この校長、前々から只者ではないとは思っていたが……まさか、ここまでとは。

「いけないな、それは……このままでは泊瀬谷先生の親切が無駄になると言う事じゃないか!
獅子宮先生、何故その事を早く言わなかったのですか!?」

何やらやたらと演技の入った調子で私へ詰め寄る帆崎。
奴のその目は明らかなまでに『カツオブシテラホシス』と物語っていた。

何故、彼らがここまで態度を変えるか……それには理由があった、
元来、ネコ族というのは四足で歩いていた遥か昔から、カツオブシと言うものには目が無く、
彼らにとってマタタビ、マグロに並ぶ嗜好品として珍重されている。

そう、私は迂闊にも、それが家に沢山余ってる事を口にしてしまったのだ。


「別にカツオブシが欲しいって訳じゃないんです、
ただ、泊瀬谷先生の折角のお礼を無駄にさせたくないと言う親切心で言っているまでで」
「取りあえず、わしとしては削り節をたっぷりと乗せた冷奴を食べたいのだがな」
「ねーね―、獅子宮先生、私もカツオブシが欲しいニャ―」
「コレッタ、こう言う時は直接言うんじゃなくて遠まわしに欲しいと伝えるんだニャ。
そう言う訳でアイパッチの先生、捨てるならあたしにくれニャ」
「コーヒーばかり飲んでると、偶に別の物を食べたくなる時があってな、特に乾物が恋しくなる時がある」

気が付けば、私は欲望剥き出しのネコ達に周囲をぐるりと取り囲まれていた。
その異常な状況に、私は思わず助けを求める様に泊瀬谷の方へ視線を向けるが、

「………?」

当の彼女は、何故こうなったのかを理解していないらしく。
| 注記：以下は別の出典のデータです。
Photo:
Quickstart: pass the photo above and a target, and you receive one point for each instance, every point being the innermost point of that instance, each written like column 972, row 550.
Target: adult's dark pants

うろたえる私を物珍しそうに眺めていた。
最期の逃げ場すら失い、追い詰められた私は周りを振り払う様に叫ぶ。

「分かった、後でカツオブシを配ってやるから、いい加減私に恥をかかせないでくれ!」


――結局、私が煙草を買い忘れた事に気付くのは、
目をぎらぎらと輝かせたネコ族達を何とか説得し、ほうほうのていで公園から逃げ帰った後の事である。


もし、深夜のとある公園で、ネコ族へカツオブシを配って周る獅子族の女を見たのなら。
その事は誰にも伝えず、心の奥底へそっと仕舞って欲しい。……私からのお願いだ。